I returned home this week after a great time in Romania and Canada! It was good to be with the WMF community in Galati, Romania. I then flew directly to Toronto to spend some time with my sister, bro-in-law, nieces, and nephew! It was a sweet time full of special memories! Now I am home plowing through my long to do list this month ahead, which includes downsizing and selling stuff in storage, selling more on ebay, lots and lots of reading, studying Spanish, preparing for Argentina.....and enjoying fall activities while I am home like college football, oktoberfest, pumpkin spice lattes, and some first-run television episodes (including The Office tonight!).

Tuesday, September 18, 2007

some symbols that keep me centered...

Pitcher/Cup...Saucer/Plate

The Pitcher represents God, all He is and all He desires to pour into our life...The Cup represents our life...The Saucer represents our relationships and community...The Plate represents ministry programs and events. The plate sits on the bottom, the saucer in the middle, and the cup is on top.

In this symbol, priority is given to the pitcher-cup relationship between us and God. In John 15:4ff, Jesus teaches his followers to “remain” or “abide” in Him. The Christian life is about first abiding under a steady outpouring of intimacy and relationship with God, so He can then overflow into the saucer of our relationships and plate of ministry. Community and ministry with others must overflow out of the spillage of God’s love and grace experienced in our own lives.

Vine & Branches

"Abide in me as I abide in you. Just as the branch cannot bear fruit by itself unless it abides in the vine, neither can you unless you abide in me. I am the vine, you are the branches. Those who abide in me and I in them bear much fruit, because apart from me you can do nothing." ~John 15:4-5

I took this picture of the many grapes ready to be harvested in Romania this month.

San Damiano Cross and Bread & Cup

WMF Prayer Rug

The Word Made Flesh community in Romania is making this prayer rug in their chapel. The bags up on top are filled with fabrics from each WMF community around the world.

Candles representing prayers of lament for people living and suffering in poverty around the world.

Saturday, September 15, 2007

autumn in toronto...

Just sharing a few pictures from my first few days in Toronto with my sister and her family...

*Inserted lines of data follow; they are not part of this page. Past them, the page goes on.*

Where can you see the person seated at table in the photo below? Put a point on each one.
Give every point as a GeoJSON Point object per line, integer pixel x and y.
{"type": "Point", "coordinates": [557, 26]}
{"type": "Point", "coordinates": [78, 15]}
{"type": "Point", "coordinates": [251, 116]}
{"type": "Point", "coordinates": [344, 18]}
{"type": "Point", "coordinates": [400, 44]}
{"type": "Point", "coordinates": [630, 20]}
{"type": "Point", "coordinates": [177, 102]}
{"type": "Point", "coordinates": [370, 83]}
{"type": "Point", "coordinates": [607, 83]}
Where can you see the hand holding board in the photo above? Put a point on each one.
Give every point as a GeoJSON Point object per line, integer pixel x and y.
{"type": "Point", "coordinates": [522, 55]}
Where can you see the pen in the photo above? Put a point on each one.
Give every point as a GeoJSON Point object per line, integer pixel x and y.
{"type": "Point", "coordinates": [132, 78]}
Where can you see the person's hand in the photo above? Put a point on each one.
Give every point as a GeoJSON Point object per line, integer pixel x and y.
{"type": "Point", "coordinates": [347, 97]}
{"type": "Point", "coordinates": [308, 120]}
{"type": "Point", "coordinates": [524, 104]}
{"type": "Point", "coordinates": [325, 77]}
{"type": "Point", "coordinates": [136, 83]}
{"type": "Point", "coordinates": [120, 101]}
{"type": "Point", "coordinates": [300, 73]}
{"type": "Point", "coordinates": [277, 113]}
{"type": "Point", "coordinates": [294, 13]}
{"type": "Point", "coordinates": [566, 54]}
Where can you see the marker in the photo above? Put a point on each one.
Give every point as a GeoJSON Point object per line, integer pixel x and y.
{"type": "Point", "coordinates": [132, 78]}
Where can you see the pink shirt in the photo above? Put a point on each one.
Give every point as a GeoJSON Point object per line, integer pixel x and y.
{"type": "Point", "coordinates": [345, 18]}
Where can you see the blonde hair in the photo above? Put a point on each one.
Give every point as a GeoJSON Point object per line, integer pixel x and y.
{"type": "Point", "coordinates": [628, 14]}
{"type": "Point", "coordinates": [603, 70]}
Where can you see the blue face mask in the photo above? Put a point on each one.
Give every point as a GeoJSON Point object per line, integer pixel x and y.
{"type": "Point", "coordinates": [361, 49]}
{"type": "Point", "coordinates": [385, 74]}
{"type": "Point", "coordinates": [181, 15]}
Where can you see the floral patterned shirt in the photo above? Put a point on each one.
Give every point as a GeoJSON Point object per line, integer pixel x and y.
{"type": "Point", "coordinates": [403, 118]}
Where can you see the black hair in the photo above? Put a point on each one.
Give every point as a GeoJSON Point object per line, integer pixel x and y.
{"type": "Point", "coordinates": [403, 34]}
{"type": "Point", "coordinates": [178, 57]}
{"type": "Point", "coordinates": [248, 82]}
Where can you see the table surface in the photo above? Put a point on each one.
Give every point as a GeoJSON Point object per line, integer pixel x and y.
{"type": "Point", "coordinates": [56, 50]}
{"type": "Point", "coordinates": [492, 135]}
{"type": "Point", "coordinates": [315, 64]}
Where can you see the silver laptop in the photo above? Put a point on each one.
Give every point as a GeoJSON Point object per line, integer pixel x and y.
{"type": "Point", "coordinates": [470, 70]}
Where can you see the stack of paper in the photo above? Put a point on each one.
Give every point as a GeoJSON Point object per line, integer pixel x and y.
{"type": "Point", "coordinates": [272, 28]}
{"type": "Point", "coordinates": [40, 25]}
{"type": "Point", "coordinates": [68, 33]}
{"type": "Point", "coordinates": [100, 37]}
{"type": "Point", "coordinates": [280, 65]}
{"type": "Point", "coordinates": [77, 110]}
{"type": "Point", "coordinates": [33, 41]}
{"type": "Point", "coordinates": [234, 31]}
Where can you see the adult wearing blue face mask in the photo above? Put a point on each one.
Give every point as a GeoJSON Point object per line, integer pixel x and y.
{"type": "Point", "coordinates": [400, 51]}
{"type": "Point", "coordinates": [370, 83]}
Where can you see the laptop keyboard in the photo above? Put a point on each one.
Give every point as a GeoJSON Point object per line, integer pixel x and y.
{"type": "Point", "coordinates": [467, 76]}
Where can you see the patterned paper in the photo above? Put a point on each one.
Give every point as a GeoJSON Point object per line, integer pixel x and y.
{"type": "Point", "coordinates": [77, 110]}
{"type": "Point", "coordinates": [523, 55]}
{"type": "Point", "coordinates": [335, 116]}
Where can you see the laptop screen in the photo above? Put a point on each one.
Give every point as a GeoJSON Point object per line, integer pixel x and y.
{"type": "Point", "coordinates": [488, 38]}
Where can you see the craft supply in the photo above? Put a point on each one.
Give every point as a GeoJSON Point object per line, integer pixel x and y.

Apple picking with my nieces & nephew

Ashlyn, Aidan, and Alyssa


Downtown Toronto with Donja

Thursday, September 13, 2007

grace at night

My church in Seal Beach is kicking off a new Sunday evening service on September 23. I am looking forward to being a part of this worship gathering through the rest of the year before leaving for Argentina! For you fellow Grace'ers here is a blog with more details and updates....http://graceatnight.wordpress.com/

here in toronto

I arrived in Toronto on Monday night after a great week in Galati, Romania with the WMF community there. It was so good to spend time with friends and learn from the many ways God is growing and shaping their community, as they serve and share life together. The week went by way to fast! But, it was super nice to get off the plane in Toronto and be welcomed with sweet hugs from my nieces and nephew! Looking forward to a fun time here with my sister and her family!